Der Verfassungsschutz befasst sich mit der AfD, ist aber selbst ein Teil des Problems

Spät keimt der Verdacht

Der Verfassungsschutz prüft, ob die AfD beobachtet werden soll. Dass dies hilfreich im Kampf gegen den Rechtsextremismus ist, muss bezweifelt werden.

Die »Alternative für Deutschland« (AfD) wird zum Prüffall für das Bundesamt für Verfassungsschutz. Thomas Haldenwang, der neue Präsident des Inlandsgeheimdienstes, sagte vorige Woche, seine Behörde habe »Anhaltspunkte für eine gegen die freiheitliche demokratische Grundordnung ausgerichtete Politik der AfD«. In Bezug auf die Jugendorganisation »Junge Alternative« (JA) und die Sammlungsbewegung »Der Flügel« um den thüringischen Fraktionsvorsitzenden Björn Höcke lägen sogar gewichtige Anhaltspunkte dafür vor, dass diese programmatische Absichten verfolgten, die die Menschenwürdegarantie sowie das Demokratie- und Rechtsstaatsprinzip verletzten.
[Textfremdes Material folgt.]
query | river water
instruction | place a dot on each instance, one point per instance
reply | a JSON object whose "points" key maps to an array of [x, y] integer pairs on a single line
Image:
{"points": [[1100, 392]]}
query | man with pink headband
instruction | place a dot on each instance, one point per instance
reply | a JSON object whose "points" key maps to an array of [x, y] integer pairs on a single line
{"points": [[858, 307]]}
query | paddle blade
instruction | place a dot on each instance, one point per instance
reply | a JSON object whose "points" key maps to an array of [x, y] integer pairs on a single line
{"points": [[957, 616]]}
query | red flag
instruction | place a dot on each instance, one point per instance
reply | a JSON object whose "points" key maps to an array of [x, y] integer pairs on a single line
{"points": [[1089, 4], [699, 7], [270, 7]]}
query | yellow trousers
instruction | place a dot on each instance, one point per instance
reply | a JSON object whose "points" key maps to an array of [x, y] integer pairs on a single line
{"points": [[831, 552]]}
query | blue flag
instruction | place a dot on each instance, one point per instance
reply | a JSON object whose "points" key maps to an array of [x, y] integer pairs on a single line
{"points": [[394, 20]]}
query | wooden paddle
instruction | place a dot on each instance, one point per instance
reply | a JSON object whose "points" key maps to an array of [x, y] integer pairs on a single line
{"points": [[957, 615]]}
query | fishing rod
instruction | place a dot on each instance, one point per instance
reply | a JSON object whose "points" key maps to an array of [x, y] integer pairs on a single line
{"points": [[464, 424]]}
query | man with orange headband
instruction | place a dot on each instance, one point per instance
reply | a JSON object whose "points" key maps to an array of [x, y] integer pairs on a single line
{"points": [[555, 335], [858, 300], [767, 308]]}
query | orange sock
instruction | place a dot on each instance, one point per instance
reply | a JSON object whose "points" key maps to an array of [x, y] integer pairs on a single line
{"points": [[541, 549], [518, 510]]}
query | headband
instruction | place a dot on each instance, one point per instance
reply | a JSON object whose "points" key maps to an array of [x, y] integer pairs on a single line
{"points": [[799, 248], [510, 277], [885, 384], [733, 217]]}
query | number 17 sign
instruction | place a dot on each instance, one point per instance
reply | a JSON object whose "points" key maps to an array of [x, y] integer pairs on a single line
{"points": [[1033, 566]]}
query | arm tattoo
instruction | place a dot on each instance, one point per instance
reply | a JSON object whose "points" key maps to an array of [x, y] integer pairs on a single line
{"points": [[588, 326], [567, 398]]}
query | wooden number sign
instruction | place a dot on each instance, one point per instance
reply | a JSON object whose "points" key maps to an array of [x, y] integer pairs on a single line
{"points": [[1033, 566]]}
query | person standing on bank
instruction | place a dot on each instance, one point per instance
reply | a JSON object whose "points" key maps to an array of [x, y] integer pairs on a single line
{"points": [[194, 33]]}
Da die JA und »Der Flügel« als »Verdachts­fälle« behandelt werden, ist sogar der Einsatz nachrichtendienstlicher Mittel wie Observationen oder der Einsatz von V-Leuten möglich. Die Entscheidung des Inlandsgeheimdienstes wurde von Vertretern der Bundesregierung begrüßt, aber auch von den Grünen gab es Zustimmung.

Der Verfassungsschutz hat in seinem Umgang mit der rechtsextremen Szene immer wieder bewiesen, dass er keineswegs Teil der Lösung ist. Oft hat er die Probleme sogar verstärkt.

Der Bürgerrechtsanwalt Rolf Gössner kritisierte den Vorgang in einem Gastbeitrag für die Taz hingegen scharf: Der Verfassungsschutz habe schon in der Vergangenheit ideologie- und systembedingt versagt, zudem müsse die Auseinandersetzung mit der AfD politisch geführt werden. Der linke Politikwissenschaftler Georg Fülberth schrieb im Neuen Deutschland, der Verfassungsschutz tauge schon wegen seiner ursprünglich strikt antikommunistischen Ausrichtung nicht zum Kampf gegen die AfD. Der Rechtswissenschaftler Tim Wihl bewertet das Prüfverfahren auf dem Verfassungsblog optimistischer: Der Verfassungsschutz sei möglicherweise dabei, in eine neue Phase des Staatsschutzes einzutreten. Habe die Behörde vorher den Staatsschutz vor allem als Republikschutz, gar als Schutz des Status quo des Kapitalismus verstanden, so sei in der Begründung für die mögliche Beobachtung der AfD vorrangig deren Ablehnung der Menschenwürde berücksichtigt worden. Doch handelt es sich dabei schon um einen »Staatsschutz 3.0«, wie Wihl schreibt, einen »Schutz der Bevölkerung vor gruppenbezogener Menschenfeindlichkeit«?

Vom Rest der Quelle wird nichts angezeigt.